Cloud computing exploded on the scene in the last decade (Amazon Web Services was founded in 2006) shifting the paradigm for how computing is delivered toward a ubiquitous, on-demand model. Cloud’s legacy can be traced to the pioneering work of Ian Foster who along with colleagues Carl Kesselman and Steve Tuecke developed distributed computing approaches that enabled a new era in innovation for data-intensive sciences, such as high-energy physics, environmental science, and biomedicine. The “grid” techniques invented by these collaborators set the stage for IT’s cloudy transformation.
As one of the fathers of grid computing, Foster has brought his knowledge and experience to bear in a new book that addresses the potential for cloud (public and private) to accelerate scientific discovery. Written with co-author Dennis Gannon (Emeritus Professor of Computer Science at Indiana University Bloomington) “Cloud Computing for Science and Engineering” serves as “a guide to cloud computing for students, scientists, and engineers, with advice and many hands-on examples.”

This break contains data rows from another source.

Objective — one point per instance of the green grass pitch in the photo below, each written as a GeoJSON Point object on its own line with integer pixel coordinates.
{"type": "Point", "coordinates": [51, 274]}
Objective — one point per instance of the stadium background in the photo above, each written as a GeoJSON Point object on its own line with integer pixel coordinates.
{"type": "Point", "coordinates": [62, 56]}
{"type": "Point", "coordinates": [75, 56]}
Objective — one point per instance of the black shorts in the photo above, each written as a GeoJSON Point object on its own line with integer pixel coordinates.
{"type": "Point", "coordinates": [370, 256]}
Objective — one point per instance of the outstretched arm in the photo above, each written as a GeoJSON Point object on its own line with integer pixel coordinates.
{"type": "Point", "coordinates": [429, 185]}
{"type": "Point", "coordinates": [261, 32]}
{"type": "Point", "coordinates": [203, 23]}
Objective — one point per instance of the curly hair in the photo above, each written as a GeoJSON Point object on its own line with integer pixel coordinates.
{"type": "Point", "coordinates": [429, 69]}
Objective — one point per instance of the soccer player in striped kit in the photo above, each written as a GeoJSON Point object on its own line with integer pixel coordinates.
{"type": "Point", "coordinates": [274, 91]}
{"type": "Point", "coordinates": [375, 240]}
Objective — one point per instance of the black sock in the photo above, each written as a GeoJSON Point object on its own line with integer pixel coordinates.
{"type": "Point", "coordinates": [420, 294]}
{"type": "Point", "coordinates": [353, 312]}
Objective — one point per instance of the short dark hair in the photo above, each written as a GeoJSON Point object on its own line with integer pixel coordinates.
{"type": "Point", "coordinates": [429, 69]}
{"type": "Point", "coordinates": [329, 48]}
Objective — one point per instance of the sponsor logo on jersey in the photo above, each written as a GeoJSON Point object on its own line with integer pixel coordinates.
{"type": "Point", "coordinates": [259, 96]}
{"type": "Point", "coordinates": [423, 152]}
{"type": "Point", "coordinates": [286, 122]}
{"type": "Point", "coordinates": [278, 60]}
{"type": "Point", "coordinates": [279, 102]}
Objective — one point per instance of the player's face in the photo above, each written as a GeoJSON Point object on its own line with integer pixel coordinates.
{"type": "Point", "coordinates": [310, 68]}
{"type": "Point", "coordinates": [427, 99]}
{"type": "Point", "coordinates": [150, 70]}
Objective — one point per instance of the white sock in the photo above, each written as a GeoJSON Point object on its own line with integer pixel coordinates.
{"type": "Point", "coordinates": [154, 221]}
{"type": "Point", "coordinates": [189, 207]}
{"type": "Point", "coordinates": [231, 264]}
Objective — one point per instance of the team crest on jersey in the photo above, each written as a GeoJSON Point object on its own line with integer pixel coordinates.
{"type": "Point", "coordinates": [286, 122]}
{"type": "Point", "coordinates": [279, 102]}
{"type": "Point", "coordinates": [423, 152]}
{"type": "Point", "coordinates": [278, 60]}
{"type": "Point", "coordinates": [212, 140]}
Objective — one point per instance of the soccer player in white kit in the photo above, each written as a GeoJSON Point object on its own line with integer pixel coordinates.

Foster, senior scientist at Argonne National Laboratory and the University of Chicago, provides additional information about the book in a blog post:
Clouds operated by Amazon, Microsoft, Google, and others provide convenient on-demand access to storage and computing. They also provide powerful services for organizing data, processing data streams, machine learning, and many other tasks. Every scientist and engineer needs to understand what these services can and cannot do, and what the emergence of cloud means for their work. This book addresses that need, describing cloud computing and how you may apply it to advantage in science and engineering. It is highly practical, with many hands-on examples of how to use cloud to address specific problems that arise in technical computing. It provides actionable advice on how and when to apply cloud computing in your work.
The book covers cloud services for managing data, and how to program these services; computing in the cloud, from deploying single virtual machines or containers to supporting basic interactive science experiments to gathering clusters of machines to do data analytics; using the cloud as a platform for automating analysis procedures, machine learning, and analyzing streaming data; building your own cloud with open source software; and cloud security. It covers major services provided by the Amazon, Google, and Microsoft clouds and the research data management capabilities of the Globus cloud service. Two chapters by guest authors cover the Eucalyptus (Rich Wolski) and OpenStack (Stig Telfer) private cloud technologies. See the figure below and the Table of Contents for more information on what the book covers.
The book was positively reviewed by Tony Hey, Chief Data Scientist, Science and Technology Facilities, Rutherford Appleton Lab. He writes, “Cloud computing has changed the corporate world dramatically in a few short years and is now about to play a major role in scientific and engineering applications. This very timely book by Foster and Gannon is both a comprehensive overview and a practical guide to the services offered by the three major public cloud providers, Amazon, Google, and Microsoft. It will be an invaluable resource for scientists and engineers in both industry and academia.”